Each factor represents a probabilistic relationship:

* **Signal model**: How EEG relates to neural features
* **Feature model**: How features relate to brain state
* **State model**: How brain state relates to intention
* **Motor model**: How intention relates to movement

### Advantages for BCI

<Columns cols={2}>
  <Card title="Modular Design" icon="boxes">
    Each component can be developed and tested independently
  </Card>

  <Card title="Flexible Architecture" icon="refresh-cw">
    Easy to add new sensors, features, or output modalities
  </Card>

  <Card title="Uncertainty Propagation" icon="signal">
    Uncertainty flows naturally through the entire system
  </Card>

  <Card title="Efficient Inference" icon="bolt">
    Exploit sparsity and local structure for fast computation
  </Card>
</Columns>

## Message Passing Inference

### How Message Passing Works

Instead of computing the full joint probability distribution (computationally expensive), message passing computes local messages between connected nodes:

1. **Forward pass**: Messages flow from observations to hidden variables
2. **Backward pass**: Messages flow from priors to observations
3. **Marginal computation**: Combine messages to get final beliefs
4. **Reactive updates**: Only recompute affected messages when data arrives

### Real-time Updates

Traditional batch inference recomputes everything when new data arrives. RxInfer.jl's reactive message passing enables incremental updates:

**Traditional batch approach:**

* Recompute entire posterior when new data arrives
* High latency (100ms+)
* Wasteful computation

**RxInfer reactive approach:**

* Only update affected parts of the factor graph
* Low latency (10-20ms)
* Efficient incremental computation

### Reactive Programming

NimbusSDK uses RxInfer.jl reactive programming principles:

* **Event-driven**: Computation triggered by new data
* **Asynchronous**: Non-blocking message updates
* **Efficient**: Only update what changed
* **Robust**: Handle varying data rates gracefully

## BCI-Specific Optimizations

### Temporal Models

BCI signals have strong temporal structure. NimbusSDK exploits this:

**State Space Models**: Model how brain states evolve over time

```
Brain State[t-1] → Brain State[t] → Brain State[t+1]
       |                |                |
   EEG[t-1]         EEG[t]         EEG[t+1]
```

Benefits:

* **Prediction**: Anticipate future brain states
* **Smoothing**: Reduce noise by considering temporal context
* **Missing data**: Interpolate when signals are corrupted

**Multi-scale Dynamics**: Different neural processes operate at different timescales

* Slow Dynamics (seconds): Attention, arousal
* Medium Dynamics (100ms): Motor planning
* Fast Dynamics (10ms): Neural oscillations

NimbusLDA and NimbusQDA (both SDKs), plus the non-Gaussian static models (`NimbusSoftmax` in Python / `NimbusProbit` in Julia), handle temporal structure through proper feature aggregation and trial-level inference.

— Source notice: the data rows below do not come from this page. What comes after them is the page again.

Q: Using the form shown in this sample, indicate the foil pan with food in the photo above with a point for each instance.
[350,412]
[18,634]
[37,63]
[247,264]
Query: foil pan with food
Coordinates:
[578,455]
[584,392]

### Multi-modal Integration

Modern BCIs combine multiple signal types. Factor graphs naturally handle this:

```
    EEG → Neural State ← EMG
     |        |         |
   P300    Attention   Muscle
  Speller    Level    Activity
     |        |         |
     └── Intention ──────┘
            |
      Final Command
```

Each modality provides complementary information that improves overall performance.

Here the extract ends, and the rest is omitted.